Here is a third approach. Rewrite y:

$$y=\left(x+\frac{c}{4}\right)^4 + \left(12-\frac{6}{16}c^2\right)\left(x+\frac{c}{4}\right)^2 + d\left(x+\frac{c}{4}\right) +e$$
We don't care about d and e here: There is a line with 4 intersections if and only if there is one for d=e=0, simply be adjusting the line.
We also don't care about shifting x, because we can shift our line accordingly.
There is a line with 4 intersections if and only if
$$y=x^4 + (12-\frac{6}{16}c^2)x^2$$
has such a line. That is happening if and only if c^2 > 32, the same condition as before.

 

[issacnewton]

mfb, I don't understand your reasoning here. How did you come up with that form of y ?

 

[mfb]

If you expand all the terms, you'll see that the result is the same. It is a standard method to get rid of the second-highest order, shown in more detail here.

 

[haruspex]

I don't see how you can avoid the existence of such a line if you have two inflection points.

Sure, but the answer is incomplete unless it is shown that c²>32 implies two inflection points and that this in turn implies four distinct intersections.

 

[mfb]

You can add a small sentence to make it explicit that f'''(x) is non-zero at the two points, sure.

 

[epenguin]

Sure, but the answer is incomplete unless it is shown that c²>32 implies two inflection points and that this in turn implies four distinct intersections.

But, for the first part, that is a positive discriminant (of f''(x) ) which does imply two such points.

For the second part, informally, here the coefficient of x⁴ is positive. The quartic has to have a minimum somewhere. At that point f' = 0, f'' is positive.

Now take only the case where there is only one minimum, I think the other one is easier.

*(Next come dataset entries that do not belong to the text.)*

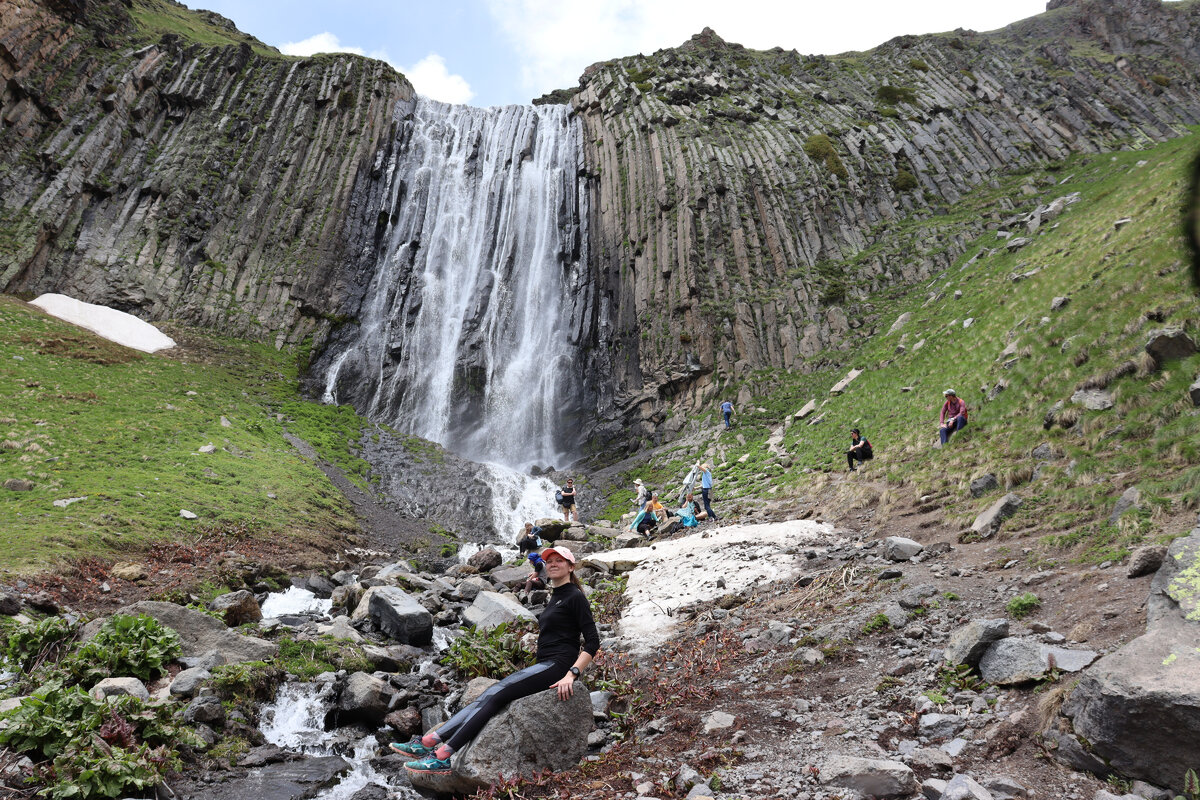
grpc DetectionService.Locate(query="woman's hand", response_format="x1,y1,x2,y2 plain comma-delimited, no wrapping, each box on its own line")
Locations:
551,673,575,700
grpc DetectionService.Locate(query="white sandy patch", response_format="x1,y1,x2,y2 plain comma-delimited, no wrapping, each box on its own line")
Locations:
30,294,175,353
620,519,835,652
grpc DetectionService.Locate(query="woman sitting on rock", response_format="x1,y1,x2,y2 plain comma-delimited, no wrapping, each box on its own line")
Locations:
390,546,600,772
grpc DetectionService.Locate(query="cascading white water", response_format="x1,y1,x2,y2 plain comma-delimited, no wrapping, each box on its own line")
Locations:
324,98,586,474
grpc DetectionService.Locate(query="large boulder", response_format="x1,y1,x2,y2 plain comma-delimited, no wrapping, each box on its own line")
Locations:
462,591,534,631
821,756,919,798
120,600,280,663
971,492,1022,539
1063,528,1200,792
352,587,433,646
408,681,592,794
943,619,1008,667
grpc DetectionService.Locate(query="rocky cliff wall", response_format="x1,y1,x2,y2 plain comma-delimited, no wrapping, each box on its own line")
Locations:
568,0,1200,448
0,0,414,343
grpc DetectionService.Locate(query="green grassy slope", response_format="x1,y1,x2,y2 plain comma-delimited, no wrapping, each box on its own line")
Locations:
642,136,1200,560
0,297,365,572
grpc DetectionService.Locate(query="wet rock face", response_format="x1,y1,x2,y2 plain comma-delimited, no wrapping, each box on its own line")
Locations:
571,0,1200,438
0,0,413,342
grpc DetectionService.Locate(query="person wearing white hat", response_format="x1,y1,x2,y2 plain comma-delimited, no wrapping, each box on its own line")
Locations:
937,389,967,446
389,545,600,772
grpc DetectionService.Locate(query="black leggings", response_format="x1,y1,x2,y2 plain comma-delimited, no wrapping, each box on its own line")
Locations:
438,661,559,750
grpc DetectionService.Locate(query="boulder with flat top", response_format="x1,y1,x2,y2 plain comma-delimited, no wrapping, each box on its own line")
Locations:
408,681,593,794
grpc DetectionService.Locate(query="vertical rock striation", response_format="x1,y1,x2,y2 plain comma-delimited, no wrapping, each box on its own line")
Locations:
0,0,414,344
559,0,1200,450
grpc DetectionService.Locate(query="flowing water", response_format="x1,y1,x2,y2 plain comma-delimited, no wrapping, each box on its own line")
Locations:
324,98,586,474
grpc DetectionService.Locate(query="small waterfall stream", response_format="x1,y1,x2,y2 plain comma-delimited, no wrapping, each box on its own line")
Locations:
323,98,586,474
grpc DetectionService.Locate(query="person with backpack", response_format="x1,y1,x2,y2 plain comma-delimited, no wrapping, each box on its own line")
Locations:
846,428,875,473
558,477,580,522
937,389,967,446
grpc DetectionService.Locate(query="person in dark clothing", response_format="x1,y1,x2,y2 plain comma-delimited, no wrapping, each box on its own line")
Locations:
517,522,541,555
846,428,875,473
389,546,600,772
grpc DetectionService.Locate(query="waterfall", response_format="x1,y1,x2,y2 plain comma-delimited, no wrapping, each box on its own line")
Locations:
318,98,586,471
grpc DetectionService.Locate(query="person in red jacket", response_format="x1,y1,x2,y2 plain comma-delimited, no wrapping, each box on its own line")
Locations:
937,389,967,445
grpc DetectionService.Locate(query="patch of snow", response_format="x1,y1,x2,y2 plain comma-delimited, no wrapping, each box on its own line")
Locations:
30,294,175,353
617,519,834,652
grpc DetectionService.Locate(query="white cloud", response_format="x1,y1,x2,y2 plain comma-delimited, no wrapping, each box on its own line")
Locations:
400,53,475,103
485,0,1045,95
280,31,366,55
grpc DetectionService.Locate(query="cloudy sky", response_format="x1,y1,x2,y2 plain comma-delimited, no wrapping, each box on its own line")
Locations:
199,0,1060,106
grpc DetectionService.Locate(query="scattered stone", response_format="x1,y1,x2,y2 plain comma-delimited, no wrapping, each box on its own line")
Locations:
1126,545,1166,578
462,591,534,631
971,473,1000,498
89,678,150,700
820,756,918,798
209,589,263,627
971,493,1024,539
1146,327,1196,366
1070,389,1112,411
1109,486,1141,525
944,619,1008,667
882,536,925,561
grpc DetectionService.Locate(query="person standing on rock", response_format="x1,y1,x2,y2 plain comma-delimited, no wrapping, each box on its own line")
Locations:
937,389,967,445
389,546,600,772
846,428,875,473
700,464,718,522
563,477,580,522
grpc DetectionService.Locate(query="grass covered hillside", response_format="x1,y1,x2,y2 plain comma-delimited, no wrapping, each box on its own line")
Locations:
0,297,365,573
613,134,1200,561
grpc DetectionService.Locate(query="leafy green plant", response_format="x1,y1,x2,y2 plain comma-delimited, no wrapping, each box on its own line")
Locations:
442,622,533,678
65,614,182,681
1004,591,1042,619
4,616,76,674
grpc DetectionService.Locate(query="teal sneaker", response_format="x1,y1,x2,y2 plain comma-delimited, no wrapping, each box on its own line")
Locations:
404,753,450,772
388,736,433,758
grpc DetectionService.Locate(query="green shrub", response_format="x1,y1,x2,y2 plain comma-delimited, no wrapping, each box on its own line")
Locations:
1004,591,1042,619
804,133,850,180
875,86,917,106
440,622,533,678
892,169,920,192
65,614,182,681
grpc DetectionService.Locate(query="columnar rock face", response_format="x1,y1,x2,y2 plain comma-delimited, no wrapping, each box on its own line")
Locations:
566,0,1200,435
0,0,413,343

We can draw a line tangent to the inflection point nearest the minimum, and this tangent must intercept the quartic curve at another point. At this point f'' is changing from positive to negative as we get further from the minimum. We can just move the tangent down a little bit so that it will intersect the quartic in three points. After which (I guess I'm not required to be complete in homework help ) it is easy to see that it must intersect in four points.

 

[issacnewton]

Hello mfb, I was busy for 2-3 days. Now I have time, I was thinking about your post #7. Using the link given by you, I was able to understand how you removed the cubic term. But now you say that "There is a line with 4 intersections if and only if there is one for d=e=0, simply be adjusting the line." Why do you need to make d and e equal to zero. We still have a quartic equation, the roots of which will depend upon all the coefficients. Can you explain ? I never worked with quartic equations in algebra before.

 

[mfb]

I simplified the equation enough to directly see if a line with 4 intersections exists. That is much easier to see with the linear and constant term gone. As discussed, the existence of these terms doesn't matter. If there is a line with 4 intersections without these terms, then there is also one with these terms present.

 

[issacnewton]

I am not sure I am following the argument here. Can we also delete the quadratic term here ?

 

[mfb]

No.
You can ignore the linear and constant term because the straight line will have those terms. Instead of having a curve "+5x", you can subtract 5x from the straight line expression to get the same intersection points. You cannot do that with the quadratic term as the straight line cannot get a quadratic term.

A side-product of this consideration: For every quartic polynomial function, there is always a parabola intersecting it at 4 points.